Feinstaub Idstein: Bericht 2024
Beitrag: 16. Februar 2025
 
In diesem Beitrag werden Feinstaubmessungen vorgestellt, die das ganze Jahr 2024 (sowie ganz am Ende auch im Januar 2025) durchgehend in Abständen von 2 Minuten im Wohnviertel Füllenschlag in Idstein durchgeführt wurden. Die Grafiken wurden so formatiert, daß sie sich am besten auf einem PC oder Tablett betrachten lassen. Im Handy muss gezoomt werden, um die Details erkennen zu können.

Partikelgröße
In den Grafiken werden Messungen von Feinstaubpartikeln der Größe "PM 2,5" dargestellt. Dabei handelt es sich um Feinstaub mit einem Durchmesser von 1 bis 2,5 µm. Das Zeichen µ steht für Mikro (= Millionstel) und das m für Meter. Ein Durchmesser von 1 µm entspricht also einem Millionstel Meter oder einem Tausendstel Millimeter. Je kleiner der Durchmesser, desto tiefer dringen die Partikel in die Atemwege ein und gelangen dann auch in die Blutbahn. Gerade der PM 2,5 Feinstaub dringt besonders tief in die Atemwege ein und erreicht die Lungenbläschen.

Konzentration
Die Feinstaub-Konzentration in der Luft wird in µg/m³ gemessen, also Millionstel Gramm (oder Tausendstel Milligramm) pro Kubikmeter Luft. Bereits bei extrem geringen Konzentrationen ist Feinstaub nachweislich gesundheitsschädlich. Die WHO hat sich daher durchgerungen eine Empfehlung für einen Grenzwert von 5 µg/m³ im Jahresmittel auszusprechen. Die aktuell gültigen Grenzwerte in Deutschland sind mit 25 µg/m³ allerdings fünf Mal höher ausgelegt. Und all diese Grenzwerte für die gefährliche Partikelgroße PM 2,5 beziehen sich immer auf einen Jahresdurchschnitt. Sie schränken nicht die Maximalwerte ein, die in kürzeren Zeiträumen als ein Jahr auftreten können und auch eine direkte Gefahr für die Gesundheit darstellen.

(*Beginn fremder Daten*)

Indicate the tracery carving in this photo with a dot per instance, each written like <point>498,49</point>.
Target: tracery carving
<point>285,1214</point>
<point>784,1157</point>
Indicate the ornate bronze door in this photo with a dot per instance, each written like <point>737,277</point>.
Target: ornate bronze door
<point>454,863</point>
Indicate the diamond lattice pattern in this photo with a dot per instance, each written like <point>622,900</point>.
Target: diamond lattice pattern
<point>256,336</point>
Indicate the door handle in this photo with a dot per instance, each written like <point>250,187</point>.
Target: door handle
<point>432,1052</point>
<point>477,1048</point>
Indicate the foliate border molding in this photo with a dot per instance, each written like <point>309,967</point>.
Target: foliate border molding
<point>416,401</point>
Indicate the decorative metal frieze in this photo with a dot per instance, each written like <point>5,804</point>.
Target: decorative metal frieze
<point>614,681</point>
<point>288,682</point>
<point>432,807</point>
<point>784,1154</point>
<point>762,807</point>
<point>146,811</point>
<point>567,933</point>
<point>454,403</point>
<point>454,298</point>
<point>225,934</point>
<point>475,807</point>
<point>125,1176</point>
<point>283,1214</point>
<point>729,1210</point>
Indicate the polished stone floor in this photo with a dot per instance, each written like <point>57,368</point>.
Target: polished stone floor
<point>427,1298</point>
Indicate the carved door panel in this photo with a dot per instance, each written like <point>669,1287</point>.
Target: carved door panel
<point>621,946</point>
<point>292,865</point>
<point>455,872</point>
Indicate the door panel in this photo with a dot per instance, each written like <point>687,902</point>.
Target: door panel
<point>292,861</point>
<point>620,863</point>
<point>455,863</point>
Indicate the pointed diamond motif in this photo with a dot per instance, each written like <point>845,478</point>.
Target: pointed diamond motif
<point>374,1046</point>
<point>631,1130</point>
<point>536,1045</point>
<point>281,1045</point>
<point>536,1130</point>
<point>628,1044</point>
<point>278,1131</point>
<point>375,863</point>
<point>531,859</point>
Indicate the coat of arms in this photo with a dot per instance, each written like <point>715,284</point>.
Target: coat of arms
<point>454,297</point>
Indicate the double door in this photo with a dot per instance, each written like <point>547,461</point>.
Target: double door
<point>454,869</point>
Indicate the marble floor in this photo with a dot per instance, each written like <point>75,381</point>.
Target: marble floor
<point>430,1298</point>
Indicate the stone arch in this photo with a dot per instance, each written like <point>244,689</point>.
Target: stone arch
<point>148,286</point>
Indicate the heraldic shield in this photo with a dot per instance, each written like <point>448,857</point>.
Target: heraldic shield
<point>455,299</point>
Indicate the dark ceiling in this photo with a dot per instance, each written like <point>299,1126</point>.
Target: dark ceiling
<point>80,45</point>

Auswirkungen auf die Gesundheit
Laut dem Umweltbundesamt lösen Feinstaubpartikel Entzündungen und Stress in menschlichen Zellen aus. Eine höhere Einwirkung über Stunden kann zu Herz-Kreislauferkrankungen und zur sofortigen Einweisung ins Krankenhaus führen. Wenn die Einwirkung (auch in geringen Konzentrationen) über einen längeren Zeitraum erfolgt (Monate oder Jahre), wirken sich die Partikel auf die Atemwege (Asthma, verringertes Lungenwachstum, Bronchitis, Lungenkrebs), das Herz-Kreislaufsystem (z. B. Arteriosklerose, Bluthochdruck, Blutgerinnung), den Stoffwechsel (z. B. Diabetes Mellitus Typ 2) und das Nervensystem (z. B. Demenz) aus. Am Stärksten betroffen sind dabei Kindern sowie Menschen mit Vorerkrankungen und ältere Personen, wobei gerade bei Kindern sich die Schädigung und beeinträchtigte Funktion der Lunge auf das ganze vor ihnen stehende Leben auswirkt.

Riechen und Sehen
Feinstaub lässt sich nicht sehen und oftmals nicht riechen. Manchmal kann man ihn riechen, meistens während der Heizsaison durch die Verbrennung von Holz in Heizöfen und Kamine. Dabei entsteht ein bisweilen recht beißender Geruch, den man sowohl in Idstein also auch in den Nachbarorten während der Heizsaison und vor allem im Winter tagsüber und nachts deutlich wahrnimmt.

Feinstaub 2024
Los geht's mit der Jahresgrafik für 2024. Die blaue Kurve stellt die Durchschnittswerte pro Tag dar und die bunte Balken die täglichen Maximalwerte (= der jeweils an einem Tag höchste gemessene Wert der Konzentration an PM 2.5 Feinstaubpartikel in der Luft):
 
Wenn wir uns zunächst die unauffälligere blaue Kurve mit den täglichen Durchschnittswerten anschauen, können wir erkennen, daß wir eigentlich nur im Sommer kontinuierlich unter den gesetzlich geforderten 25 µg/m³ bleiben. Im Winter liegen die täglichen Durchschnittswerte oft deutlich darüber. Es gibt aber auch Tage mit sehr niedrigen Durchschnittswerten, die dafür sorgen, daß wir im Jahresmittel unter den geforderten 25 µg/m³ kommen.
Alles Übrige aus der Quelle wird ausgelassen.